Data for January was revised up to show single-family starts falling to a rate of 1.012 million units instead of the previously reported 1.004 million units.

Though the housing market has been pummeled by aggressive rate hikes from the U.S. central bank as it battles inflation, homebuilding has been supported by an acute housing shortage, with most homeowners locked into lower mortgage rates.

Recent government data showed there were 757,000 housing units for sale in the fourth quarter, well below the 1.145 million units before the COVID-19 pandemic.

A survey from the National Association of Home Builders on Monday showed confidence among single-family home builders rose to an eight-month high in March amid optimism about sales now and over the coming six months.

Fed officials were expected to leave the central bank’s policy rate unchanged in the current 5.25%-5.50% range at the end of a two-day meeting on Wednesday, having raised it by 525 basis points since March 2022.

The average rate on the popular 30-year fixed-rate mortgage has retreated in recent weeks after flirting with the 7% level in late February, according to data from mortgage finance agency Freddie Mac.

Single-family homebuilding jumped 40.2% in the Midwest and increased 16.6% in the densely populated South. It accelerated 16.4% in the Northeast, but declined 15.4% in the West.

Starts for housing projects with five units or more advanced 8.6% to a rate of 377,000 units.

Overall housing starts increased 10.7% to a rate of 1.521 million units in February.
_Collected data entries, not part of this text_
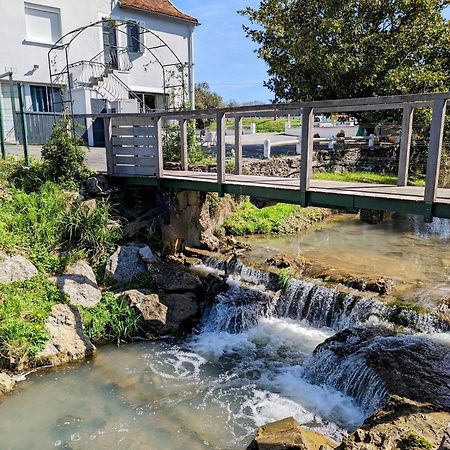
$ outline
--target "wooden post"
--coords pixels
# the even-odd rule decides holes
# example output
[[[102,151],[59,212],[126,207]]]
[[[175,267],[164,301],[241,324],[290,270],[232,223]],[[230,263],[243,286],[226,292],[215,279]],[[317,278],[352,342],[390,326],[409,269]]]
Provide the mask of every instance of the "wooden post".
[[[180,119],[181,170],[189,170],[187,120]]]
[[[413,116],[414,109],[412,108],[412,106],[405,106],[405,108],[403,108],[402,136],[400,141],[397,186],[408,186],[409,155],[411,150]]]
[[[314,127],[314,110],[311,107],[305,107],[302,110],[302,154],[300,163],[300,191],[301,204],[307,206],[306,193],[310,188],[312,176],[313,161],[313,127]]]
[[[112,146],[112,119],[106,117],[105,121],[105,151],[106,151],[106,167],[108,170],[108,176],[114,175],[114,154]]]
[[[430,206],[436,200],[446,107],[447,100],[445,99],[439,99],[433,102],[433,118],[431,120],[430,144],[428,148],[427,176],[425,180],[424,198],[425,203]],[[432,217],[428,217],[428,219],[430,220],[431,218]]]
[[[217,114],[217,183],[225,183],[225,113]]]
[[[235,118],[234,151],[234,173],[242,175],[242,117]]]
[[[6,144],[5,144],[5,133],[3,130],[3,114],[2,114],[2,101],[0,99],[0,147],[2,151],[2,158],[6,159]]]
[[[25,117],[25,95],[23,92],[22,83],[18,83],[17,87],[19,90],[19,108],[20,108],[20,121],[22,125],[23,156],[25,158],[25,166],[29,166],[30,154],[28,150],[27,118]]]
[[[163,127],[162,117],[156,117],[156,154],[157,154],[157,164],[156,164],[156,176],[157,178],[163,178],[164,176],[164,157],[163,157]]]

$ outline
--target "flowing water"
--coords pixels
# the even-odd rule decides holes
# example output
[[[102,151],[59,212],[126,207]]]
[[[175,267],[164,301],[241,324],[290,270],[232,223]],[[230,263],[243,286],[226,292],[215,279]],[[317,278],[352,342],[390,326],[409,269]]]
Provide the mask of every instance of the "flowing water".
[[[332,224],[309,239],[277,238],[273,245],[285,242],[291,248],[297,242],[302,251],[315,245],[325,255],[328,234],[338,253],[351,239],[359,255],[363,249],[355,235],[369,241],[365,227],[341,220],[340,234]],[[445,259],[442,249],[448,248],[450,233],[436,237],[424,235],[414,222],[408,227],[405,239],[416,258],[423,254],[429,263]],[[411,254],[397,245],[402,238],[393,238],[397,231],[391,228],[398,227],[391,223],[374,229],[375,241],[384,248],[380,252],[387,259],[388,248]],[[417,250],[420,242],[428,250]],[[433,248],[441,255],[433,256]],[[376,249],[373,244],[366,258]],[[344,253],[341,258],[347,260]],[[419,273],[423,263],[408,258],[405,267]],[[223,262],[205,264],[197,269],[223,275]],[[227,291],[186,339],[103,347],[79,365],[31,375],[0,405],[0,449],[242,450],[259,425],[287,416],[339,440],[386,401],[383,384],[361,358],[337,364],[327,352],[312,352],[345,327],[397,320],[390,307],[302,280],[291,280],[279,293],[271,289],[270,274],[240,262],[227,271]],[[448,279],[439,276],[445,285]],[[401,321],[411,333],[434,333],[426,338],[449,345],[448,333],[442,333],[448,329],[435,318],[405,314]]]
[[[417,216],[396,215],[378,225],[340,215],[298,235],[252,236],[250,260],[273,255],[303,256],[331,273],[386,277],[395,294],[424,306],[450,295],[450,220],[424,224]]]

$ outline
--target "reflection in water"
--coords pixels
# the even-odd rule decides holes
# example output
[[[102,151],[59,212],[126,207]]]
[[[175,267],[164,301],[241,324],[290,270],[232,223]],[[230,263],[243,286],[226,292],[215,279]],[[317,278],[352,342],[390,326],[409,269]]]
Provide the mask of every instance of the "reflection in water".
[[[254,248],[249,258],[264,262],[274,254],[303,256],[336,274],[386,277],[396,293],[422,303],[450,295],[450,221],[424,224],[399,216],[379,225],[340,215],[299,235],[244,238]]]

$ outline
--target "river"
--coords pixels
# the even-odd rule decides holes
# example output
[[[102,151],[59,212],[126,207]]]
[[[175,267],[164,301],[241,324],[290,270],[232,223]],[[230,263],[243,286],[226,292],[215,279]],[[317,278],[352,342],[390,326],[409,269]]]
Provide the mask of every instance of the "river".
[[[265,237],[254,257],[262,258],[271,247],[278,253],[301,248],[326,261],[336,252],[347,270],[354,263],[351,252],[361,266],[368,254],[384,261],[402,253],[407,255],[403,267],[366,261],[362,270],[386,270],[386,276],[401,280],[414,267],[414,280],[434,274],[424,292],[441,284],[447,289],[448,275],[430,266],[441,261],[442,269],[448,260],[449,236],[408,223],[369,230],[347,216],[299,236]],[[333,249],[328,258],[327,242]],[[217,272],[220,262],[198,269]],[[357,402],[315,383],[308,375],[312,352],[337,330],[366,323],[375,313],[387,321],[389,311],[370,300],[340,310],[338,304],[350,297],[301,280],[291,281],[280,295],[267,290],[264,280],[264,274],[242,267],[231,272],[228,291],[185,339],[105,346],[81,364],[30,375],[0,406],[0,448],[242,450],[259,425],[288,416],[341,439],[385,393],[374,389],[363,398],[363,392]],[[442,330],[431,320],[411,319],[411,324],[448,345],[448,333],[436,333]]]

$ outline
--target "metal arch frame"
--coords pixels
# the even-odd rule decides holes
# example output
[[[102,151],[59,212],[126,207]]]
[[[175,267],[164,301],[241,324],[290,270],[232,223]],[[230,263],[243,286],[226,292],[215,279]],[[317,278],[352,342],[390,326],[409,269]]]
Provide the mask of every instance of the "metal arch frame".
[[[112,18],[105,18],[102,20],[98,20],[97,22],[93,22],[89,25],[85,25],[83,27],[79,27],[76,28],[72,31],[69,31],[68,33],[66,33],[64,36],[62,36],[60,39],[58,39],[55,44],[50,48],[50,50],[48,51],[47,54],[47,60],[48,60],[48,68],[49,68],[49,74],[50,74],[50,84],[51,87],[54,88],[56,86],[60,86],[60,83],[56,83],[55,78],[57,79],[58,77],[65,75],[67,76],[67,86],[68,86],[68,91],[69,91],[69,97],[67,101],[62,100],[62,105],[63,105],[63,110],[65,110],[65,103],[69,104],[69,114],[71,117],[73,117],[73,97],[72,97],[72,83],[71,83],[71,79],[70,79],[70,61],[69,61],[69,48],[71,46],[71,44],[86,30],[90,29],[90,28],[97,28],[97,27],[103,27],[103,24],[105,23],[114,23],[114,27],[116,29],[117,32],[122,33],[124,35],[126,35],[128,38],[132,38],[135,39],[135,37],[131,36],[127,31],[124,31],[122,28],[125,25],[128,24],[133,24],[136,25],[136,21],[133,20],[116,20],[116,19],[112,19]],[[155,37],[156,39],[159,40],[159,42],[161,43],[161,45],[157,45],[154,47],[148,47],[147,45],[145,45],[144,42],[141,42],[139,40],[139,44],[145,49],[147,50],[151,56],[154,58],[154,60],[158,63],[158,65],[161,67],[161,71],[162,71],[162,76],[163,76],[163,91],[164,91],[164,96],[167,96],[167,90],[168,88],[182,88],[182,106],[183,109],[186,109],[186,81],[185,81],[185,73],[184,73],[184,68],[185,68],[185,64],[180,60],[180,58],[178,57],[178,55],[174,52],[174,50],[167,44],[167,42],[164,41],[164,39],[162,39],[158,34],[156,34],[155,32],[149,30],[148,28],[142,26],[141,24],[139,24],[139,28],[140,30],[143,30],[139,33],[139,35],[145,35],[145,34],[150,34],[151,36]],[[67,40],[67,38],[70,39],[67,42],[64,42]],[[158,57],[158,55],[153,51],[156,50],[157,48],[166,48],[169,50],[170,54],[175,58],[175,63],[171,63],[171,64],[163,64],[163,62],[161,61],[161,58]],[[65,56],[65,67],[61,72],[57,72],[57,73],[53,73],[52,71],[52,56],[54,54],[55,51],[57,50],[64,50],[64,56]],[[179,67],[180,71],[181,71],[181,84],[178,85],[170,85],[168,84],[168,78],[167,78],[167,68],[168,67]],[[52,102],[52,109],[54,111],[55,114],[55,101],[53,98],[53,95],[51,96],[51,102]]]

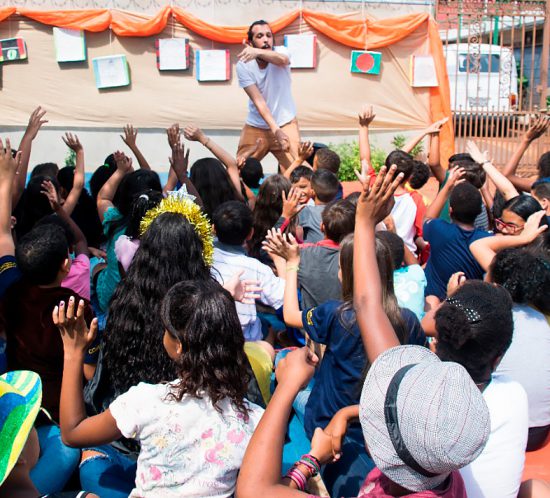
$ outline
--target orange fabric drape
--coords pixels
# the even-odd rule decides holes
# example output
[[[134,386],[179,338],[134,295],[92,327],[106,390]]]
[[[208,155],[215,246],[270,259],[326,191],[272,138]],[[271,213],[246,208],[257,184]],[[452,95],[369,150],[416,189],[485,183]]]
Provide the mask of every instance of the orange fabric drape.
[[[0,21],[16,12],[15,7],[0,9]],[[98,32],[112,27],[118,36],[152,36],[160,33],[172,15],[187,29],[220,43],[241,43],[246,38],[247,26],[218,26],[205,22],[179,7],[166,6],[154,17],[108,9],[38,11],[20,8],[17,12],[42,24],[63,28]],[[295,10],[270,21],[274,32],[281,31],[294,22],[300,12]],[[434,58],[438,87],[430,89],[432,119],[452,117],[450,89],[443,46],[437,24],[429,14],[410,14],[389,19],[347,19],[342,16],[303,10],[302,19],[323,35],[351,48],[377,49],[403,40],[427,23],[430,54]],[[441,159],[445,163],[454,151],[452,120],[440,133]]]
[[[11,15],[15,14],[17,9],[15,7],[2,7],[0,8],[0,21],[7,19]]]
[[[58,28],[82,29],[97,33],[111,25],[109,9],[90,10],[31,10],[17,9],[17,12],[41,24]]]
[[[156,16],[148,17],[141,14],[113,10],[111,28],[117,36],[158,35],[166,27],[171,11],[172,9],[166,6]]]
[[[199,18],[189,14],[179,7],[172,7],[172,15],[183,26],[191,31],[220,43],[242,43],[246,38],[248,26],[217,26],[201,21]],[[293,11],[284,16],[270,22],[269,25],[274,33],[286,28],[289,24],[294,22],[298,17],[299,12]]]
[[[333,40],[352,48],[383,48],[410,35],[429,18],[428,14],[412,14],[390,19],[342,19],[324,12],[303,12],[304,21]],[[365,29],[366,26],[366,29]]]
Economists polled by Reuters had forecast starts would rebound to a rate 1.425 million units.

Single-family building permits rose 1.0% to a rate of 1.031 million units in February, the highest level since May 2022. Multi-family building permits rose 2.4% to a rate of 429,000 units. Building permits as a whole climbed 1.9% to a rate of 1.518 million units.

Homebuilding activity this year is expected to be concentrated in the single-family housing segment amid a huge backlog of multi-family units under construction.

Residential investment rebounded in the second half of 2023 after contracting for nine straight quarters, the longest such stretch since the housing market collapse in 2006. It has been a drag on gross domestic product for two straight years.

“Housing construction is likely to add modestly to economic growth in the months ahead as builders look forward to the Fed rate cuts that policymakers are forecasting for later this year,” said Christopher Rupkey, chief economist at FWDBONDS. “Housing construction has likely turned the corner in this economic cycle and will cease to be a drag on the overall economy.”

A minority of economists believe the Fed will not cut rates this year, especially if inflation remains elevated.

Stocks on Wall Street mostly were trading lower. The dollar gained versus a basket of currencies. Prices of U.S. Treasuries rose.


The number of houses approved for construction that were yet to be started increased 0.4% to 270,000 units in February. The single-family homebuilding backlog fell 1.4% to 141,000 units. The completions rate for that housing segment surged 20.2% to 1.072 million units, the highest level since November 2022.

Overall housing completions soared 19.7% to a rate of 1.729 million units, the highest level since January 2007. That is goods news for supply, which is keeping house prices high and contributing to rental inflation.

Realtors estimate that housing starts and completion rates need to be in a range of 1.5 million to 1.6 million units per month over time to bridge the inventory gap.

The number of housing units under construction slipped 0.5% to a rate of 1.666 million units. The inventory of single-family housing under construction rose 0.3% to a rate of 683,000 units.

The stock of multi-family housing under construction dropped 1.0% to 966,000 units. Multi-family housing inventory under construction hit a record 1.001 million units in July 2023. An increased supply of apartments will slow growth in rental prices, the major driver of inflation.

“More multi-family units should continue to weigh on rental inflation, which is decelerating but still elevated,” said Nancy Vanden Houten, U.S. lead economist at Oxford Economics.